11.Why do the authors conclude that “The reported GOQDs synthesized by the green synthesis method has excellent blue emission at 400 nm with 25 nm size, which is greatly suitable for many biological applications such as in vitro and in vivo imaging and therapy”?

Response:

Thank you for your critical question. We have claimed our results that the GOQDs are suitable for in vitro and in vivo imaging with a size of 20 nm. The text was modified accordingly as “The reported GOQDs synthesized by the green synthesis method have blue emission at 400 nm with 20 nm size, which is suitable for in vitro and in vivo imaging”. Please refer to line no 265. Previously we have mentioned the therapy along with imaging as we are aiming to use the GOQDs to cure colon cancer by functionalizing the GOQDs with suitable drugs. To meet this end, we also revise the manuscript title to “Green synthesis of blue-emitting graphene oxide quantum dots for in vitro CT26 and in vivo zebrafish nano-imaging as diagnostic probes” Please refer to line no 1.

 

12. Are the dosages of GOQDs chosen for cytotoxicity experiments suitable? What is the basis for the dosage choice? In a real application, what dosage of GOQDs will take to achieve the best performance?

Response:

Thank you for your critical question. IC₅₀ is the measured choice for assessing the toxicity of nanomaterials. According to this at what concentrations of nano materials, 50% of the cells are viable is the indicator of the toxicity. Usually most of the toxicity experiments use µg/ml of nanomaterials to inject to the cells or mice [RSC Adv., 2016, 6, 89867-89878]. However, depends on the level of toxicity, the values may lower (ng/ml) or higher (mg/ml) to get the IC₅₀ values to the particular nanomaterials and cells [Scientific Reports, 2017, 7, 12896, Scientific Reports, 2019, 9, 4101, Biophys Rev. 2020 ,12, 703–718]. In the most adopted cases µg/ml has been reported in various cell lines and in mice [RSC Adv., 2016, 6, 89867-89878 and Biomaterials 2014, 35, 5041-5048]. Compared to the literature we found that the IC₅₀ of GOQDs prepared from BC by microwave method are very high. We even observed that ~90% cell viability at 200 µg/ml. Hence the GOQDs reported in the current research are highly biocompatible. HeLa cells (cervical cancer cells) and A549 cells (lung carcinoma cells) have received the greatest attention for toxicity studies; other cells, including MCF-7 (breast cancer cells), red blood cells, and stem cells, have also been investigated. Mice, zebrafish, Caenorhabditis elegans, and green gramme sprouts have all been used in in vivo experiments for the study. In the literature, in vitro testing is more prevalent than in vivo tests overall [RSC Adv., 2016, 6, 89867-89878]. Based on the aforementioned results, the dosages of GOQDs chosen (0, 25, 50, 100, 200, and 400 μg/mL) for cytotoxicity experiments suitable is suitable. Please refer to line no 161.

 

13. Will the zebrafish emit fluorescence under UV radiation? Will the background fluorescence disturb the experiments?

Response:

Thank you for your critical question. Usually, some models of zebrafish are blue light emitters under UV light. However, Danio rerio is not. Though it may have a blue background, that is not strong enough to dominate the luminesce from the GOQDs. It was very appealing in the in vitro studies that the GOQDs are very strong blue light emitters in CT26 cells upon excitation. Anticipating that the same will occur in the mice models in our future studies. Hence the background does not disturb the experiments.
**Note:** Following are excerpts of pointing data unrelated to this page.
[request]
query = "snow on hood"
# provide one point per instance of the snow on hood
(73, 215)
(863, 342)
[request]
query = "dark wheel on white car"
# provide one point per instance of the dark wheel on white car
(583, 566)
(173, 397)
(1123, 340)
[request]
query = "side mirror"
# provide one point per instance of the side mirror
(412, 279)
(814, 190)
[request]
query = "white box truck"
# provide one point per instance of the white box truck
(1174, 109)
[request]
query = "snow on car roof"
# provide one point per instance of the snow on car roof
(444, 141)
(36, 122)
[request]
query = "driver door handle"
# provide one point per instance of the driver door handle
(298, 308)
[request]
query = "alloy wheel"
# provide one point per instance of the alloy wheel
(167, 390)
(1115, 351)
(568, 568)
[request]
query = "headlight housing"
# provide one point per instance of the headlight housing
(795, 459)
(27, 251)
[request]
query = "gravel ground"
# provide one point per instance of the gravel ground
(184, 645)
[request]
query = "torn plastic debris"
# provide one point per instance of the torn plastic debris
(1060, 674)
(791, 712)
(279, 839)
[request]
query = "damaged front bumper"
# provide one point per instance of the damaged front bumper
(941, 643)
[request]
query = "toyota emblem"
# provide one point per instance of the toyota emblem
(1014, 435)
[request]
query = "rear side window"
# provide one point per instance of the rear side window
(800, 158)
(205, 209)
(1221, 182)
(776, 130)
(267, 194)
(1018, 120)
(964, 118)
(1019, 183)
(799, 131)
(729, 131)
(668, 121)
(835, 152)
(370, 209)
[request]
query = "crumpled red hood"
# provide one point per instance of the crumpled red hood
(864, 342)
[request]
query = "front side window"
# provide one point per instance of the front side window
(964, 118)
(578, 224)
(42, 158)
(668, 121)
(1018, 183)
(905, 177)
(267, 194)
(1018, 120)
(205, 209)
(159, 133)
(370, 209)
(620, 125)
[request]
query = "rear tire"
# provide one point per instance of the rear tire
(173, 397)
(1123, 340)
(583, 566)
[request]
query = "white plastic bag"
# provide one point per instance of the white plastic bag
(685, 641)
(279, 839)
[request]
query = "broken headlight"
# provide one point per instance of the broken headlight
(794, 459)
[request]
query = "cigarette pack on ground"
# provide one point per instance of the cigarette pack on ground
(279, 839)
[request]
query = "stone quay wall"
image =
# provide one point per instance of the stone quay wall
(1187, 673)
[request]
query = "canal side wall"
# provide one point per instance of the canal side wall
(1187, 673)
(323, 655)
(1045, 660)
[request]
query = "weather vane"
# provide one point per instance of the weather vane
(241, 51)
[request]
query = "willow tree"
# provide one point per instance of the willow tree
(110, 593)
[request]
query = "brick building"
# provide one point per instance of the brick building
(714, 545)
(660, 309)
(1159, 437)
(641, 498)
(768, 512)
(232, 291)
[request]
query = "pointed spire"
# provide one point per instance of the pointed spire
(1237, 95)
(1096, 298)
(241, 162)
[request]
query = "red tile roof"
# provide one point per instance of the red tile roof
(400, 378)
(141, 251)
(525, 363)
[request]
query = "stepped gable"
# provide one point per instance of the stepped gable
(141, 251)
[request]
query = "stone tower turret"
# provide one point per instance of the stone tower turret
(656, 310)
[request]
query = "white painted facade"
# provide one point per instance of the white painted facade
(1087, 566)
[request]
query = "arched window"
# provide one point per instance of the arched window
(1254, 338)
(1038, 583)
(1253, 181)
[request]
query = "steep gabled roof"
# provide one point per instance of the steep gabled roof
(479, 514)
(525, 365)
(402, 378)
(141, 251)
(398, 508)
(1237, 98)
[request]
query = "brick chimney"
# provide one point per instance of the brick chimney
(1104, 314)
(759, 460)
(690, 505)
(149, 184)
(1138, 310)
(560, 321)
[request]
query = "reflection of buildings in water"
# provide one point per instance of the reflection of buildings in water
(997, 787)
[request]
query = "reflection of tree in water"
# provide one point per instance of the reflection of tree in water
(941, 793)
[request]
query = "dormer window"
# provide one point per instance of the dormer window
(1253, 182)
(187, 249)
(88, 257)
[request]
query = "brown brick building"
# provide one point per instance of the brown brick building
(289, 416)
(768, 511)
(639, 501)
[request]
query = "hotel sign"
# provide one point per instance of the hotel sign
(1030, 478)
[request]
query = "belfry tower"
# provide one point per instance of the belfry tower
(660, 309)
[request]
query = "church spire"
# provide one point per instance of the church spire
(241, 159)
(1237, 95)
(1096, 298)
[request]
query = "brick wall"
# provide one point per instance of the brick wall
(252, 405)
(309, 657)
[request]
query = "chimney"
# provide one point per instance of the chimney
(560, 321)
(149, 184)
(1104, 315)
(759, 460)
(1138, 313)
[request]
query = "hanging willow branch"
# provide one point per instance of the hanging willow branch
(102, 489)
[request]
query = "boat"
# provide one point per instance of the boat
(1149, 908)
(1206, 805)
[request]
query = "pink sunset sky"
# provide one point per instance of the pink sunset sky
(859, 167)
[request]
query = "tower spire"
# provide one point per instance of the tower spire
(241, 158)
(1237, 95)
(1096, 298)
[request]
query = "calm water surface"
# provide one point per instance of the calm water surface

A recent study by Liu et al. reported that blue-emitting CDs are good fluorescent markers in zebrafish. The bioimaging of zebrafish larvae under bright field and fluorescence revealed that the blue fluorescence from the CDs they fabricated. It was further evidenced by the merged images of bright and fluorescence images of Danio rerio larvae confirming that the blue emission was purely from the CDs not from the background or zebrafish. [ACS Appl. Mater. Interfaces 2020, 12(43), 49012–49020.] Hence, we are very confident that the blue emission from GOQDs is inside the cells and zebrafish as well.

 

14. What is the relation between CT26 and zebrafish?

Response:

Thank you for your informative question. We choose the CT26 colon cancer cells as existing cell models in our institution. Further, we would like to use the GOQDs for cancer theranostics against colon cancer. i.e. as a preliminary imaging probe, we tried against colon cancer cells. As a future study, we would like to use it as a therapeutic probe by functionalizing chemotherapeutic and photosensitizers on GOQDs to eradicate colon cancer by adopting multiple therapeutic methods. We have chosen zebrafish as an in vivo model to demonstrate the imaging capability of GOQDs, further, we would like to extend the experiments to the mice models. In another sense, we would like to use GOQDs for water purification studies to remove heavy metals and organic pollutants. As an aquatic model, we have chosen Danio rerio to study the toxicity of GOQDs [ACS Sustainable Chem. Eng. 2013, 1(5), 462–472].

Danio rerio is a valuable non-mammalian vertebrate model that is frequently used to investigate disease, including more recently cancer. The significant evolutionary conservation of cancer-related genes between zebrafish and humans enables the extrapolation of study findings from fish to people. Zebrafish have drawn interest as a reliable model for cancer research due to their high fecundity, economical care, ability to dynamically visualize tumor progression in vivo, and ability to conduct chemical screening in large numbers of animals at affordable expenses. To understand the pathophysiology of a complicated disease like cancer, it may be crucial to look at both genetic and epigenetic changes. Zebrafish has proven to be a trustworthy model to research human cancer and may be appropriate for assessing the invasiveness of patient-derived xenograft cell lines, according to recent advancements in zebrafish xenotransplantation studies and medication screening. Rapid, extensive analysis of zebrafish in vivo drug reactions and kinetics will likely result in novel applications in combination therapy and personalized medicine. Zebrafish are on the verge of joining the mouse as a pre-clinical cancer model due to all of the aforementioned factors. Nevertheless, due mostly to the largely conserved mammalian genome and biological processes, the mouse will continue to be useful in the final stages of pre-clinical drug screening [Genes 2019, 10(11), 935]. We would like to investigate the elimination of colon cancer in zebrafish using modified GOQDs, which could serve as an imaging and therapeutic probe.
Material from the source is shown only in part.